Bottari Gabriella, Merli Pietro, Guzzo Isabella, Stoppa Francesca, Ruggeri Annalisa, Di Nardo Matteo, Del Bufalo Francesca, Galaverna Federica, Corrado Cecchetti, Locatelli Franco

机构信息

Pediatric Intensive Care Unit, Department of Pediatric Anesthesia and Critical Care, Bambino Gesù, Children's Hospital, IRCSS, Rome, Italy.

Department of Pediatric Hematology and Oncology, Bambino Gesù, Children's Hospital, IRCSS, Rome, Italy.

出版信息

Crit Care Explor. 2020 Jan 29;2(1):e0071. doi: 10.1097/CCE.0000000000000071. eCollection 2020 Jan.

Abstract

OBJECTIVES

To describe a pediatric case of cytokine release syndrome secondary to chimeric antigen receptor-modified T cells associated with acute respiratory distress syndrome.

DESIGN

Case report.

SETTING

PICU.

PATIENTS

A 14-year-old boy with refractory B cell precursor acute lymphoblastic leukemia given chimeric antigen receptor cells developed severe cytokine release syndrome 7 days after the drug product infusion with progressive respiratory failure. He was admitted to PICU with a clinical picture of acute respiratory distress syndrome, requiring mechanical ventilation, and secondary hemophagocytic lymphohistiocytosis.

INTERVENTIONS

Hemoadsorption with cartridge column (Cytosorb) in combination with continuous renal replacement therapy was associated to the anti-cytokine therapy (tocilizumab, a monoclonal antibody targeting interleukin-6 receptor).

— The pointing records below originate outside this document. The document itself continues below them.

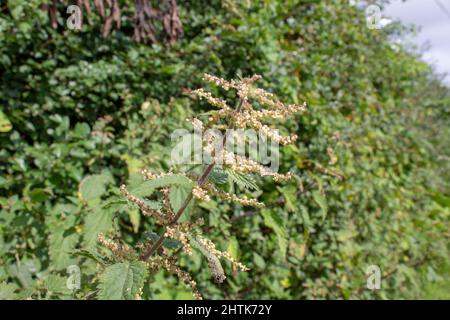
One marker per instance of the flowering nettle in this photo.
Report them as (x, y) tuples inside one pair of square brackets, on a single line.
[(230, 141)]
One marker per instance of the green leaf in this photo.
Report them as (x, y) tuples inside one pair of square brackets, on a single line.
[(135, 218), (7, 291), (168, 243), (290, 195), (273, 221), (39, 195), (97, 221), (93, 187), (322, 202), (213, 261), (177, 196), (146, 188), (218, 176), (90, 255), (122, 281), (61, 246), (81, 130), (245, 181), (5, 124), (56, 284)]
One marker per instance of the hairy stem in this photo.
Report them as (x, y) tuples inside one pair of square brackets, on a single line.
[(200, 182)]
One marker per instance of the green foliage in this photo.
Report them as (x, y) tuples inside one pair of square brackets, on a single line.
[(122, 281), (79, 115)]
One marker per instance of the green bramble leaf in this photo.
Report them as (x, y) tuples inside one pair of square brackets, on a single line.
[(245, 181), (5, 124), (218, 176), (93, 187), (7, 291), (146, 188), (97, 221), (122, 281), (273, 221), (60, 247), (322, 202), (213, 262)]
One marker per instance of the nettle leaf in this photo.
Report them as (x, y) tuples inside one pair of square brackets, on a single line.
[(93, 187), (218, 176), (98, 220), (290, 195), (245, 181), (57, 284), (177, 196), (146, 188), (273, 221), (135, 218), (320, 199), (7, 291), (122, 281), (61, 245), (213, 262), (5, 124), (168, 243), (91, 255)]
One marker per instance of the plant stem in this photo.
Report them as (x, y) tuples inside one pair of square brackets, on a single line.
[(200, 182)]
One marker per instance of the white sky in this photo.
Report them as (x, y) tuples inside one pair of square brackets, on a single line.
[(435, 28)]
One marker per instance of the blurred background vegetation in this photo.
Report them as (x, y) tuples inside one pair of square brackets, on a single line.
[(82, 112)]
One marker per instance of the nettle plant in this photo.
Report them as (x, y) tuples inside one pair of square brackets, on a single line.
[(167, 197)]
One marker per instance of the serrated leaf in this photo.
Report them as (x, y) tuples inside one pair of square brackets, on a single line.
[(245, 181), (168, 243), (56, 284), (213, 261), (146, 188), (93, 187), (90, 255), (122, 281), (289, 193), (5, 124), (97, 221), (273, 221), (218, 176), (61, 245), (322, 202), (7, 291), (39, 195), (177, 196), (135, 219)]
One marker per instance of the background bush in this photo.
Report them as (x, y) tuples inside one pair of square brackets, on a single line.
[(81, 114)]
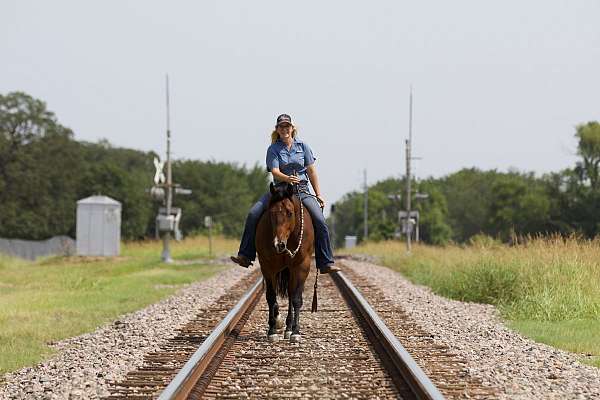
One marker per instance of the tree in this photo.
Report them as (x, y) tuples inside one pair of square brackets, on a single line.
[(588, 147)]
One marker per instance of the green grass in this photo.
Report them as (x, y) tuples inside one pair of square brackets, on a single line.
[(59, 297), (546, 289)]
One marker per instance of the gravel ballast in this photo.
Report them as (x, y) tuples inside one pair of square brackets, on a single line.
[(86, 364), (500, 357)]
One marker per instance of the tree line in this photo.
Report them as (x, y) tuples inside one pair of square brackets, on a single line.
[(44, 171), (499, 204)]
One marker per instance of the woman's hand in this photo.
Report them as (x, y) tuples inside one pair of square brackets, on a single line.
[(321, 201)]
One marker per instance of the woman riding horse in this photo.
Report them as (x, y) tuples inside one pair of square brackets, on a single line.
[(290, 160)]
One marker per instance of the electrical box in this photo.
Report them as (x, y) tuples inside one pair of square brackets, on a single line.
[(98, 226)]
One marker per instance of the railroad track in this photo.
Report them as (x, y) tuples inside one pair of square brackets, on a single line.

MEASUREMENTS AND MAIN RESULTS

Decrease of the inflammatory biomarkers (ferritin, interleukin-6, interleukin-10) in the first 96 hours associated with a progressive improvement of acute respiratory distress syndrome (Pao/Fio ratio) 7 day after the start of the multimodal treatment.

CONCLUSIONS

This case suggests that hemoadsorption with cartridge column in combination with continuous renal replacement therapy and tocilizumab is safe and potentially effective in pediatric patients with severe cytokine release syndrome.

摘要

目的

描述1例因嵌合抗原受体修饰T细胞继发细胞因子释放综合征并伴有急性呼吸窘迫综合征的儿科病例。

设计

病例报告。

地点

儿科重症监护病房。

患者

一名14岁难治性B细胞前体急性淋巴细胞白血病男孩,在输注嵌合抗原受体细胞后7天出现严重细胞因子释放综合征,并伴有进行性呼吸衰竭。他因急性呼吸窘迫综合征临床表现入住儿科重症监护病房,需要机械通气,且继发噬血细胞性淋巴组织细胞增生症。

干预措施

采用柱式血液吸附(Cytosorb)联合连续性肾脏替代治疗,并给予抗细胞因子治疗(托珠单抗,一种靶向白细胞介素-6受体的单克隆抗体)。

测量指标及主要结果

在多模式治疗开始后7天,前96小时内炎症生物标志物(铁蛋白、白细胞介素-6、白细胞介素-10)下降,同时急性呼吸窘迫综合征(氧合指数)逐渐改善。

结论

该病例表明,柱式血液吸附联合连续性肾脏替代治疗及托珠单抗对于患有严重细胞因子释放综合征的儿科患者是安全且可能有效的。